Voting-Based Multi-Agent Reinforcement Learning for Intelligent IoT
This work addresses the problem of efficient decision-making in multi-agent IoT systems, offering a distributed solution that maintains convergence speed, though it appears incremental as it builds on existing MARL and optimization methods.
The paper tackles the challenge of multi-agent reinforcement learning (MARL) in large-scale IoT systems by proposing a voting-based approach to maximize globally averaged returns, achieving a sublinear convergence rate comparable to centralized learning through a distributed primal-dual algorithm and verifying it with numerical simulations and case studies.
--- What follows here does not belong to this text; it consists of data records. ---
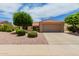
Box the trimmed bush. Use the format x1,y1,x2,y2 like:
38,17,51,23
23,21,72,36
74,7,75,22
16,29,26,36
6,29,13,32
16,28,20,34
27,31,38,38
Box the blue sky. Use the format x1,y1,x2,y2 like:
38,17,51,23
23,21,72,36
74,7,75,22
0,3,79,22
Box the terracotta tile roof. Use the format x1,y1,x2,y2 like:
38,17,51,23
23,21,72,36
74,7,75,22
0,21,8,24
0,21,4,24
32,22,39,26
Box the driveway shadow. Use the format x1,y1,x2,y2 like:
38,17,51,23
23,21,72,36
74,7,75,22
66,32,79,36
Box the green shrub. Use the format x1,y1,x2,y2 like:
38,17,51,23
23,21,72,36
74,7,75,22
6,29,12,32
0,25,5,31
0,26,2,31
16,28,20,33
67,26,76,33
16,29,26,36
27,31,38,38
0,24,14,32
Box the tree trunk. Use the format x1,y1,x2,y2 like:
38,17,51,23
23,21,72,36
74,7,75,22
22,25,27,30
20,26,22,29
72,24,77,33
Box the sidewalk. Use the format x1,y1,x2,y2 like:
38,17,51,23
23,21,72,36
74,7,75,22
0,45,79,56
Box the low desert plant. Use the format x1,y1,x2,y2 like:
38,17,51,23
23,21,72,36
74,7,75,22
6,29,13,32
0,24,14,32
16,29,26,36
27,31,38,38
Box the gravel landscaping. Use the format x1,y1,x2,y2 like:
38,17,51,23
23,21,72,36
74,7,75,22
0,32,48,44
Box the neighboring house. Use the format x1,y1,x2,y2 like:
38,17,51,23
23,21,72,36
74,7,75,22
0,21,11,25
32,22,39,28
0,21,5,25
32,22,39,32
33,20,64,32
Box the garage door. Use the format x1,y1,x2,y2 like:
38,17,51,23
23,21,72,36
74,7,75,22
42,24,64,32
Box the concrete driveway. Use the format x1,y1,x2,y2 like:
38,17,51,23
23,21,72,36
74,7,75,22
43,33,79,45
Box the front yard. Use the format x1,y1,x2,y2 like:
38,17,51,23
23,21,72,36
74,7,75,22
0,32,48,44
0,32,79,45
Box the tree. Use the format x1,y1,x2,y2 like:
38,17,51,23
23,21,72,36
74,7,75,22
13,12,33,29
65,12,79,32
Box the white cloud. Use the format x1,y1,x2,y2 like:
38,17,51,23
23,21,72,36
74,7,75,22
22,3,79,19
33,18,41,22
0,3,22,20
0,3,21,12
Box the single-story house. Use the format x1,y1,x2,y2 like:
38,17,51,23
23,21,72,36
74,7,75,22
0,21,11,25
0,21,7,25
33,20,64,32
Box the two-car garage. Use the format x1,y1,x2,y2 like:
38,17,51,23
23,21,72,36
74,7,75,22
39,20,64,32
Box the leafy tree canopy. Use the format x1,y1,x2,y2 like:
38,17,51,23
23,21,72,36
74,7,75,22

The recent success of single-agent reinforcement learning (RL) in Internet of things (IoT) systems motivates the study of multi-agent reinforcement learning (MARL), which is more challenging but more useful in large-scale IoT. In this paper, we consider a voting-based MARL problem, in which the agents vote to make group decisions and the goal is to maximize the globally averaged returns. To this end, we formulate the MARL problem based on the linear programming form of the policy optimization problem and propose a distributed primal-dual algorithm to obtain the optimal solution. We also propose a voting mechanism through which the distributed learning achieves the same sublinear convergence rate as centralized learning. In other words, the distributed decision making does not slow down the process of achieving global consensus on optimality. Lastly, we verify the convergence of our proposed algorithm with numerical simulations and conduct case studies in practical multi-agent IoT systems.